You ramble about the advice given to you before your visit by a comrade (Junaid) — who it now turns out was rather mistaken in viewing you as such — about what of your ideas you should preferably not highlight that was simply intended as such.  Wherever I go, I identify some of the local activists and ask for advice on how to approach my audience.  It is something that I learned in my days in the trenches of the struggle against the apartheid — accountability and comradeship.  And no, it is not synonymous with Stalinism, but instead simply understanding that there is something more to our struggles than blowing off steam and ego trips.  If I do not like the advice offered by my hosts, particularly if it is offered months ahead of my visit, then I would simply call off the trip.  Why go along with the supposed comradely advice for months and wait until you have collected the reimbursement of your business-class ticket to another exotic Third World destination and your honorarium?  And as soon as you get into your $145-for-five-hours hotel you rant about how your style was cramped (“My $145 Shower,” Angry Arab News Service, 8 July 2007)?

Ah, the great jetsetter visits the Third World and becomes even more illustrious as he pisses on his own people.

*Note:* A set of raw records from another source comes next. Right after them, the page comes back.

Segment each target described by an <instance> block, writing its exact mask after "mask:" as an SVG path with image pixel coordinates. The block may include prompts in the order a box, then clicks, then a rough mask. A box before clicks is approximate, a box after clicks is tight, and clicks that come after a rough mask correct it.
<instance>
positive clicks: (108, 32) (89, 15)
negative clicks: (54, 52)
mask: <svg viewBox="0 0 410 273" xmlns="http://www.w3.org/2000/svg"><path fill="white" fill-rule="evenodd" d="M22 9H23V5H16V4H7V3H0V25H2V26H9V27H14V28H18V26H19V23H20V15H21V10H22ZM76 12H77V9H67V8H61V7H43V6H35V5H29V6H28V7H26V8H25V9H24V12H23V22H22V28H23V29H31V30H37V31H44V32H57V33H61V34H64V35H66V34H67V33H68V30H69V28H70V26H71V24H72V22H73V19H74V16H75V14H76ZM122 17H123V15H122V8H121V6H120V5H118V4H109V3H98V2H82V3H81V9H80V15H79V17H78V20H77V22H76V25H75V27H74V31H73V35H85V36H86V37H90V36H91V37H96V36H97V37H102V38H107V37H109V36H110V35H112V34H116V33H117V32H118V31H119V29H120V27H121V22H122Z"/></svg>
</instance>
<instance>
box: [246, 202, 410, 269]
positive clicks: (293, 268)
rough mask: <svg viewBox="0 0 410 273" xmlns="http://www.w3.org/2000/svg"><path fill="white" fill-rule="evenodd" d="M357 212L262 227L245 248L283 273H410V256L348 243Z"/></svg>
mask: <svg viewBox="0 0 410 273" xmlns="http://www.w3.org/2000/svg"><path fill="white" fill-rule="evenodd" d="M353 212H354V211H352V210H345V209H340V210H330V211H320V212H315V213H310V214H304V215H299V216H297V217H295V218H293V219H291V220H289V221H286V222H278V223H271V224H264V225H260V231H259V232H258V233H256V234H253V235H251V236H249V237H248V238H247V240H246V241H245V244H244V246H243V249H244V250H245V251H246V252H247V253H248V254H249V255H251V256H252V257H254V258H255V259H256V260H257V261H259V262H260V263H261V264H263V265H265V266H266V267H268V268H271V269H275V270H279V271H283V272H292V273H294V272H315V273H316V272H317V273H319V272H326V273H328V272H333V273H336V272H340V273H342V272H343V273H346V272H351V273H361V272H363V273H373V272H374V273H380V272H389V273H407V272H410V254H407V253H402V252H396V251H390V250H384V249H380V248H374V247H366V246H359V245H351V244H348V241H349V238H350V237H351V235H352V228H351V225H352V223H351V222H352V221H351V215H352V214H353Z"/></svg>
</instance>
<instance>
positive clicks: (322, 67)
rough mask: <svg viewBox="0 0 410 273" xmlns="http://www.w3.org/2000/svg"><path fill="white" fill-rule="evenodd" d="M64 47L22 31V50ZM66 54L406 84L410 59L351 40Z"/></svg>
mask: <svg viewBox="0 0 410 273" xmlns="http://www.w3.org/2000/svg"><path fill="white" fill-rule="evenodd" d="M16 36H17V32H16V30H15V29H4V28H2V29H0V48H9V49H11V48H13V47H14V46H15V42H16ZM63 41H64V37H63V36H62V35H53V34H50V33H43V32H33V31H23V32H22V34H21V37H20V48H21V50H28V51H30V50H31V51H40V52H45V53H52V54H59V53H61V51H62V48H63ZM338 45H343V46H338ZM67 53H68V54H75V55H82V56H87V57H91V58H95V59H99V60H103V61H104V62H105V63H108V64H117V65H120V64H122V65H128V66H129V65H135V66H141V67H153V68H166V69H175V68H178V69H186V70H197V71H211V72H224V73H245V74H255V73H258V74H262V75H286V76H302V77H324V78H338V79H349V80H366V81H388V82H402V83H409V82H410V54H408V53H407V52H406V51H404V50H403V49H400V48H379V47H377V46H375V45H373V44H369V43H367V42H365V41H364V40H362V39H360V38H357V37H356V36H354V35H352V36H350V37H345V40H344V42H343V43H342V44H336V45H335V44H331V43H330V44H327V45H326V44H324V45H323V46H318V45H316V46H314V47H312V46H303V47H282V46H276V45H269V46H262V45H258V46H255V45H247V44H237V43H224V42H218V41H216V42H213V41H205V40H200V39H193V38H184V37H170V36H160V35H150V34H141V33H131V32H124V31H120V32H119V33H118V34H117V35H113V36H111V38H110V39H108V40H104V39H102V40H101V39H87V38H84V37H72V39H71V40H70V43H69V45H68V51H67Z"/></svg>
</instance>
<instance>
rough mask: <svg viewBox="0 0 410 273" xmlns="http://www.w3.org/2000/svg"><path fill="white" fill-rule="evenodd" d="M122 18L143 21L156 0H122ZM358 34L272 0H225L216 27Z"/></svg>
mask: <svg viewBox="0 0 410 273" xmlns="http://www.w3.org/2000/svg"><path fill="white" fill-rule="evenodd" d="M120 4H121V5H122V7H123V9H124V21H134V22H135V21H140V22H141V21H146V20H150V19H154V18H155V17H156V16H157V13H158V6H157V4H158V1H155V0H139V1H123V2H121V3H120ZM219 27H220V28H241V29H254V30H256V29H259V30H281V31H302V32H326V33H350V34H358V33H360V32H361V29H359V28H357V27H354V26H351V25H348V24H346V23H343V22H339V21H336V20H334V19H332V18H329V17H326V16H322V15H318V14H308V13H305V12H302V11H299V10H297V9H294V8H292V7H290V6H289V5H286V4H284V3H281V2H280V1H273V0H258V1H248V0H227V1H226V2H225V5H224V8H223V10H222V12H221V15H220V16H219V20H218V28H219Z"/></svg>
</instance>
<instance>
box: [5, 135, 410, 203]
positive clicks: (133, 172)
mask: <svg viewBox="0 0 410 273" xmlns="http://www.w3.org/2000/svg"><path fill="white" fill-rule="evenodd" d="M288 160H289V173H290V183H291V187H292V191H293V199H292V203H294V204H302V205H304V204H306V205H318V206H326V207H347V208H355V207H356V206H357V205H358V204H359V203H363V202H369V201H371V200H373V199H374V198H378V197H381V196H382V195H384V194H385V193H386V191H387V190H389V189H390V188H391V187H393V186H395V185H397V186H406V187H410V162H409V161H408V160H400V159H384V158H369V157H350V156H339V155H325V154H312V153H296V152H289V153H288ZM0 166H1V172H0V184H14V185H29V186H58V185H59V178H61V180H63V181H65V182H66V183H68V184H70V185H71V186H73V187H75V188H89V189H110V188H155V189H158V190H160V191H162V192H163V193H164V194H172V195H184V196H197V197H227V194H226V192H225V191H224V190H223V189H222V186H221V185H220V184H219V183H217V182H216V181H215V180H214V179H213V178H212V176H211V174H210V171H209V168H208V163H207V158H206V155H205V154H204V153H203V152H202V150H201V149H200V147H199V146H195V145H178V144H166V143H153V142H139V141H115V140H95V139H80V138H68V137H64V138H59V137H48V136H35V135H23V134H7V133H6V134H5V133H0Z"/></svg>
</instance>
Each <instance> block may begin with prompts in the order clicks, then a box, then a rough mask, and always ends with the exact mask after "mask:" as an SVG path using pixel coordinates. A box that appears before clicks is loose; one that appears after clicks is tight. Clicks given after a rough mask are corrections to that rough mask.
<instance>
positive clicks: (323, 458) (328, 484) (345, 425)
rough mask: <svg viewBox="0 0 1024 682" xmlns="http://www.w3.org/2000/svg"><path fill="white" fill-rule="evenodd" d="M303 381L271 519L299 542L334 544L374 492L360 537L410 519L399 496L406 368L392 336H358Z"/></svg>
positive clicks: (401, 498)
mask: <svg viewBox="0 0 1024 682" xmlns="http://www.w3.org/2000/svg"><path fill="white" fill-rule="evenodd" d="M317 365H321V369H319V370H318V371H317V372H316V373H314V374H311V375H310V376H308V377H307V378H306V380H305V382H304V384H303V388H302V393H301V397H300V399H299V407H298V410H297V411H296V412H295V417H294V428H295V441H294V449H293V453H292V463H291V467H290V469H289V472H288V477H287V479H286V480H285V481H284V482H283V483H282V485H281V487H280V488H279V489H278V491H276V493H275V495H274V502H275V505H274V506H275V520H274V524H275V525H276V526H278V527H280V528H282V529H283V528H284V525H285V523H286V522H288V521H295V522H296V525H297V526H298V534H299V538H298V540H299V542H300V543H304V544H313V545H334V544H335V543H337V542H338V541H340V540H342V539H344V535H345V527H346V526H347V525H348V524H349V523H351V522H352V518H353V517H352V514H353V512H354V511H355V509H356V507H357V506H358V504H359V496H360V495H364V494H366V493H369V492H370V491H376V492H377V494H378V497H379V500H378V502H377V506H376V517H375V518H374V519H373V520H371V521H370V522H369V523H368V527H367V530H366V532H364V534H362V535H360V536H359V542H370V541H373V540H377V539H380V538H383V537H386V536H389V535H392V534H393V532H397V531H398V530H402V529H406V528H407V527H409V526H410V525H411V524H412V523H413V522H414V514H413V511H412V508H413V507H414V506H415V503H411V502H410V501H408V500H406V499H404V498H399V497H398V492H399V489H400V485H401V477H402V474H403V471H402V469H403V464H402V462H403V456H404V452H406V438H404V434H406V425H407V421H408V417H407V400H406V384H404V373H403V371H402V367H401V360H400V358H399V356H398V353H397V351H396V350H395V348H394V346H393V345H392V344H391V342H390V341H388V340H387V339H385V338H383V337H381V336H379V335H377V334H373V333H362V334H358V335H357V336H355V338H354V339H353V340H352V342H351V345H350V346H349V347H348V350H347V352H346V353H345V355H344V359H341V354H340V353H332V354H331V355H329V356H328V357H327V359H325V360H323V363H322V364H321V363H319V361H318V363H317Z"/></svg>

At the end of the day, you have to decide whether you want to be a Christopher Hitchens/Irshad Manji lone ranger who just wants to be a contrarian for contrarianism’s sake, or whether you want to have some purpose, some accountability to real people in real movements that you say you support.  If you want to be contrarian, then that’s fine too, but you should choose your battles and not piss in the containers that feed you.  Activists like Junaid are in the vanguard of actual struggle involving real people and real institutions — however inadequate these may be — who provide intellectuals like you and me some space to speak to our people, “our” people as being not citizens of the Empire but its victims.

As’ad, my brother, we who, for many reasons, have “made it to” and “made it in” the world of power need to reflect a bit more on the supposed backwardness of the “Third World.”  People here die of undereating because some of us who have made it to the “First World” die of overeating.  There is a connection here.  Let us not piss on people who pay the price for our comforts and for our “development.”  They are our people.


Farid Esack Farid Esack, a visiting professor at Harvard Divinity School, is the author of Qur’an, Liberation and Pluralism: An Islamic Perspective of Interreligious Solidarity against Oppression and On Being a Muslim: Finding a Religious Path in the World Today.  A former national commissioner on gender equality appointed by President Nelson Mandela, Esack was active in the struggle against apartheid in the United Democratic Front and the Call of Islam.  His current major field of research and activism is the response of Islam to AIDS; he founded Positive Muslims, an organization working with Muslims who are HIV positive in South Africa.